Just A Bug Wishing for a Rug
I don’t know when, and I don’t know where, so don’t ask me… but somewhere along the lines I entered the “adult world”. The nice thing about being in a HighSchool Christian group is that you are everybody’s best friend, everybody pretends to like everybody else, and you can hug just about anybody and call it a “hello”. In the adult world, it isn’t that way. Sometimes you go to hug somebody and get that look that says “what are you doing, and are you contagious?”
As a habitual hugger, this creates some notable amount of difficulty. Who do you hug, when can you hug them, and when are THEY contagious? To that effect, it is easy for me to feel somewhat akward in otherwise platonic situations. My natural leaning is “Friend= huggable target”, and then my head kicks in and says “girl=possible social discomfort” or “guy= possible homophobia”. It is due to this that I am mostly a passive hugger in social circumstances. To explain and clarify, there are a couple basic groups of huggers:
1. Aggressive huggers: “HEY! How ‘ya doin?!?!” **squeezes stuffing out of the victim**
2. Homie huggers: “What’s up, dude?” **handshake/hug combo**
3. Casual huggers: “Yo…” **goes for the one-armed ‘sidehug’**
4. Passive huggers: **silently waits and readily accepts hugs from other people**
To be sure, I currently fall into this fourth catagory. Generally speaking, people in this fourth catagory are huggers trying to cover-up. Maybe it’s just me growing up, but at one point or another I have been in all four catagories. Strangely, I’ve always enjoyed being an aggressive hugger… there is something fun about almost tackling someone just to say hi. So yeah, I feel pretty out of place in rather sterile adult world.

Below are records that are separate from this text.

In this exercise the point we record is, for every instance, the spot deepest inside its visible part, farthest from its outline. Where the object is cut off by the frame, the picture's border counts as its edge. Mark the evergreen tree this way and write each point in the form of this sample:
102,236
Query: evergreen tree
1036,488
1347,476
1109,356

The strangest thing is that we worship our emotions (ie, romance novels, high-drama films, Soap Operas), and yet we are so guarded about showing them in public. We remain at arm’s legnth, attempting to preserve some strange idea of “Emotional stregnth”, while inside remaining our same neurotic, quirky selves. Our outward façade screams that we believe that the strongest people are those who don’t feel, while the reality is that the strongest are those who allow themselves to feel. True, don’t air the depths of your heart to the world at large, but geeze… if you never open the windows of the house the air gets musky and stale.
PS, perhaps all of this is just God’s way of reminding me that I am a stranger and a pilgrim on this earth… but still.